Post-Conference Updates:

Updated Paper and Statistics

16.12.2023: After the publication of the official proceedings, we found several inconsistencies in authors’ submissions and our metrics’ performance. For the transparency and replicability of the research outcomes, we publish the updated and double-checked results with all necessary comments:

updated findings paper
tsv file with all submissions and all statistics and a short explanation to it
slides from the WMT23 presentation (the slides 17-28 contain additional plots and graphs that were not included in the slides or paper, but might be informative)

We apologize for finding the inconsistencies late, and we hope that the published updates will help.

Shared Submission Files

16.02.2024: We also publish all submitted systems’ outputs:

here you can find the readme explanation on the formats of submitted files and their short description;
here are the raw submissions;
here are the preprocessed submissions that we used for evaluation.

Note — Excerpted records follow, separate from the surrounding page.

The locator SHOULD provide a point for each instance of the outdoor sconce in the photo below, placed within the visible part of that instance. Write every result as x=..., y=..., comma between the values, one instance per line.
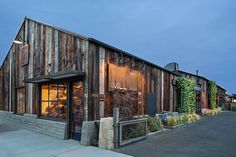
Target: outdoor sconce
x=19, y=42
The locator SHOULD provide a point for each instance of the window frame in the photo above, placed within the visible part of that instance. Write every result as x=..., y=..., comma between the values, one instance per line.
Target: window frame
x=49, y=101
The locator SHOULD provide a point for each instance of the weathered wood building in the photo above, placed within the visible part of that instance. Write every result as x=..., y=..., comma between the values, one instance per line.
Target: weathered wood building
x=202, y=98
x=62, y=76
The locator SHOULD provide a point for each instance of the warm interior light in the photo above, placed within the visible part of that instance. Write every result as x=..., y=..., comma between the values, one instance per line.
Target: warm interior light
x=17, y=42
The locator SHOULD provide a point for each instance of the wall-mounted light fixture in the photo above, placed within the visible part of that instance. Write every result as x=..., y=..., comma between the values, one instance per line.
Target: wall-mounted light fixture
x=17, y=42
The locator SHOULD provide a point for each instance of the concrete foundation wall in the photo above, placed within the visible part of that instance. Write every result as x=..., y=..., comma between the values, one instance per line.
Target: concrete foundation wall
x=31, y=122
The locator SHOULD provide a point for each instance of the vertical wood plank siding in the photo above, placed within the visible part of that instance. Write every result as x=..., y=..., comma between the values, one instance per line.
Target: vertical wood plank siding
x=53, y=50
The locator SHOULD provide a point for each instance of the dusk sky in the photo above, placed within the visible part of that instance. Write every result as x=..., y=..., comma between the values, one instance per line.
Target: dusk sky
x=197, y=34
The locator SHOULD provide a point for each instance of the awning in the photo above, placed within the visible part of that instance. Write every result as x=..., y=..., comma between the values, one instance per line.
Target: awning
x=55, y=76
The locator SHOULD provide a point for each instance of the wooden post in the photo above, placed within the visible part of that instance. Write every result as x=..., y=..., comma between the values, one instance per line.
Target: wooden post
x=116, y=117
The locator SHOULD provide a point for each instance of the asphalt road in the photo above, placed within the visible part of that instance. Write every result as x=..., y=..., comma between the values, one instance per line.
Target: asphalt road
x=210, y=137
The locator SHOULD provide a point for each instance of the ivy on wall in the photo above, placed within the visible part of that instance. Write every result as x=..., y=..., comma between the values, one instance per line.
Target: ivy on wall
x=186, y=95
x=212, y=91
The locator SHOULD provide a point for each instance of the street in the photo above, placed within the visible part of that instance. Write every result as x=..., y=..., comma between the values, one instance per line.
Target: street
x=212, y=136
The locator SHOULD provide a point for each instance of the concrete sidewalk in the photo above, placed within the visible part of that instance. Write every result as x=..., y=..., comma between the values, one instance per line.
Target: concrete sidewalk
x=210, y=137
x=23, y=143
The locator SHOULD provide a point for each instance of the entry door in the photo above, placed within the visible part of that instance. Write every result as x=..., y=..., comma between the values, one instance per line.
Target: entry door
x=77, y=109
x=151, y=103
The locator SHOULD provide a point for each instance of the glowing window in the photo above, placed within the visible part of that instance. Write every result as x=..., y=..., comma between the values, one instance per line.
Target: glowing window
x=54, y=101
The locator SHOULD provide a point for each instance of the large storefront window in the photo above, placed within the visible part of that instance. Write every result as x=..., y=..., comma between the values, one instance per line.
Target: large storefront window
x=54, y=101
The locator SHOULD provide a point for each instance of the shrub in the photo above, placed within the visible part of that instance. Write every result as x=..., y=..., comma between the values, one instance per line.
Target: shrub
x=154, y=124
x=226, y=106
x=171, y=122
x=185, y=95
x=212, y=94
x=212, y=112
x=195, y=117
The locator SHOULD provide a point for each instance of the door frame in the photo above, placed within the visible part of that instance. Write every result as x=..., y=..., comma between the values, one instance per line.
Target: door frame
x=70, y=104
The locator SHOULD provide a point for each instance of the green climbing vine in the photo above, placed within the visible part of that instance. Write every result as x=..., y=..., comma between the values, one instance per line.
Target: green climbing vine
x=212, y=90
x=186, y=95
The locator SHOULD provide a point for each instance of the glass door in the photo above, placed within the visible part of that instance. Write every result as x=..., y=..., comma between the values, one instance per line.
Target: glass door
x=77, y=109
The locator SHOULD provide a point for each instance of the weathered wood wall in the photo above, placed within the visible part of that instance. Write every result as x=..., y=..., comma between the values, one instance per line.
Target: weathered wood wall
x=150, y=80
x=52, y=50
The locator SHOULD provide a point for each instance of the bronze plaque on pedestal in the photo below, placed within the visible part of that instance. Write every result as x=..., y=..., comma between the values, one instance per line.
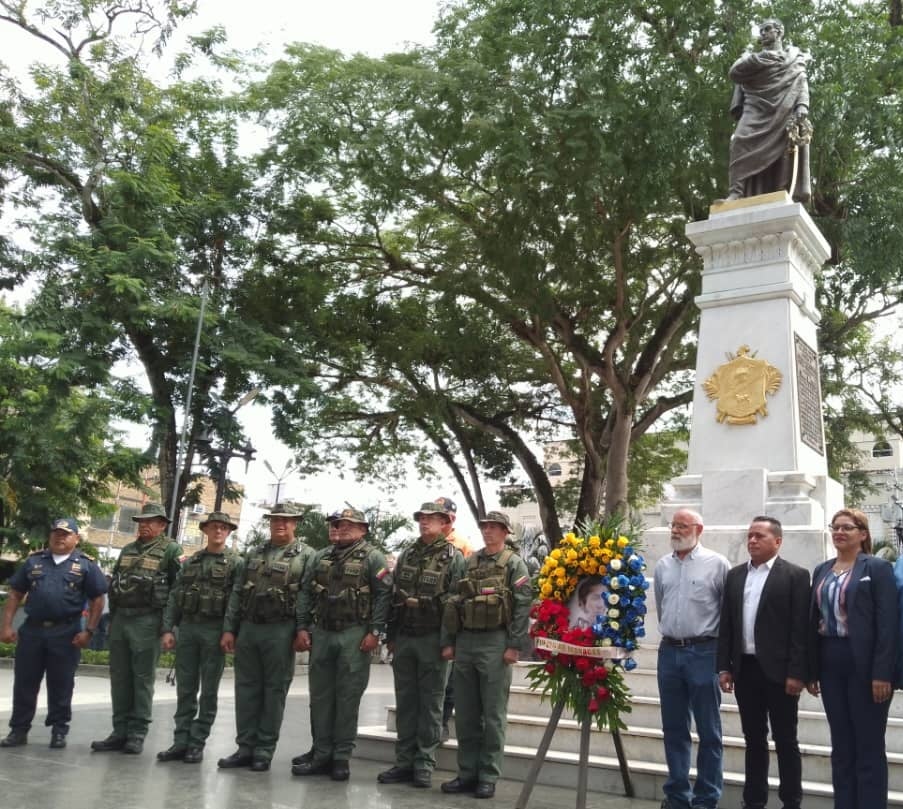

The compiled dataset is also available on Huggingface and is the intended way to use the data.

Findings Paper

Read the Findings of the WMT 2023 Shared Task on Machine Translation with Terminologies. Cite the work as:

@inproceedings{semenov-etal-2023-findings,
    title = "Findings of the WMT 2023 Shared Task on Machine Translation with Terminologies",
    author = "Kirill Semenov and
              Vilém Zouhar and
              Tom Kocmi and
              Dongdong Zhang and
              Wangchunshu Zhou and
              Yuchen Eleanor Jiang"
    booktitle = "Proceedings of the Eight Conference on Machine Translation (WMT)",
    month = dec,
    year = "2023",
    publisher = "Association for Computational Linguistics",
}

WMT 2023 Terminology Shared Task

The accurate translation of technical terms and specialized vocabulary is a crucial aspect of determining the quality of machine translation output. The WMT 2023 Terminology Shared Task aims to assess the extent to which machine translation models can utilize additional information regarding the translation of terminologies. Participants in this task were provided with source text and possibly an associated segment-level terminology dictionary (multiple different ones). Evaluation of submissions were based on both the general translation quality and the effectiveness of terminology translation. We welcome submissions of both machine translation systems that incorporate terminology at inference time and those trained in a weakly supervised manner utilizing terminology information. Have questions or suggestions? Contact Us!

Motivation

Consider the following English sentence and the hypothesis which is being updated based on incremental terminology information, which ultimately leads to the translation that is the closest to the reference.

Source	The report is in accordance with ROA.
Hypothesis 1	Der Bericht steht im Einklang mit ROA.
Help 1	“ROA” → “FOG”
Hypothesis 2	Der Bericht steht im Einklang mit FOG.
Help 2	“is in accordance” → “entspricht”
Hypothesis 3 (best)	Der Bericht entspricht ROA.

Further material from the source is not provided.